Blending automated and manual testing
The basic difference between those who prefer automation and those who prefer manual testing lies in what people believe is important. Those who prefer manual testing are thinkers who consider that thinking human beings are the key to bug finding, while those who prefer automated testing believe that bug finding is best done by getting rapid feedback on written code.
The reality is that both manual and automated testing have their benefits and drawbacks. Manual testing tends to require more time and resources; manually performing the same tests again and again can become tedious. It's also less accurate. Automated testing isn't perfect either. It demands a higher skill level, plus more development time, and adds complexity to analyzing failed tests.
There are advantages to automation. Automated testing speeds up delivery time, it is less tedious in that testing tools can perform the same tests over and over again and compare results much more quickly than a single human being or even a team. And so, automated testing can save time and money. It can run many different test cases and still provide coverage that would be difficult or impossible with manual testing alone. Automated testing also allows everyone to see the results quickly.

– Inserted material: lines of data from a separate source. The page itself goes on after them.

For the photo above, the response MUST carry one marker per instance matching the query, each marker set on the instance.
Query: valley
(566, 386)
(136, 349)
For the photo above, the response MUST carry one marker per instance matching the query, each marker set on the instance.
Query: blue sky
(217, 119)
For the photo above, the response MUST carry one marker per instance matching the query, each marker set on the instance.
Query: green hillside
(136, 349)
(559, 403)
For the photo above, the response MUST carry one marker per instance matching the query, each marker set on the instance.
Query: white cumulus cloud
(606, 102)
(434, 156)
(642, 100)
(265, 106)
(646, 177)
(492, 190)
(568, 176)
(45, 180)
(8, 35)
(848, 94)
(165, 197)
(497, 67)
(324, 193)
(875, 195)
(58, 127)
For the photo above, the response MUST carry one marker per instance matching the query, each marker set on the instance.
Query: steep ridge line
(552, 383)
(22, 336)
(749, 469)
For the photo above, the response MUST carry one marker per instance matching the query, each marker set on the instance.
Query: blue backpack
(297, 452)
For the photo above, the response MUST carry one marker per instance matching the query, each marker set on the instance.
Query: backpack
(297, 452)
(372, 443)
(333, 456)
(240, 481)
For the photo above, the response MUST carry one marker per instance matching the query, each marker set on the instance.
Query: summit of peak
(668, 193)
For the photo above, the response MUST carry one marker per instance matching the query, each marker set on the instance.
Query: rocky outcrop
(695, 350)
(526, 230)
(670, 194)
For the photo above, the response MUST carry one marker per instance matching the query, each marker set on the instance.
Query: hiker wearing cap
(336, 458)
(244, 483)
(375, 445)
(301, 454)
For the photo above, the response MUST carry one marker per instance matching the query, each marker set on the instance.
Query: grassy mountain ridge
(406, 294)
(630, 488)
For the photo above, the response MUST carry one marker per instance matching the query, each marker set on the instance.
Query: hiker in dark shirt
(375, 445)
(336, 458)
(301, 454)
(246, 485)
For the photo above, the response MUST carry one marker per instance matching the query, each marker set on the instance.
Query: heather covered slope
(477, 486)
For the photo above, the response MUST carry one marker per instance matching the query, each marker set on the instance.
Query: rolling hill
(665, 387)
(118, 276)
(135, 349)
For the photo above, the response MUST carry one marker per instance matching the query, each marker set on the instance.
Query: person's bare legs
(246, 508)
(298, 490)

Manual testing also has advantages. It requires less upfront costs and so can be more cost effective than employing expensive automation tools. Since human beings are doing the testing, they are more likely to discover real world user issues that could cause problems in the field. Manual testing is also more flexible, in that it takes into account those eureka moments of insight that are the products of the human mind.
Ultimately, it's a matter of finding the correct balance. The blending of manual and automated testing is not a paint by numbers activity. It will depend on the application under development, user requirements, the funding available and development deadlines. As with anything else worthwhile, software development requires wisdom in making choices. So step back and take a look right at the start of the development cycle, to determine what testing should and should not be automated.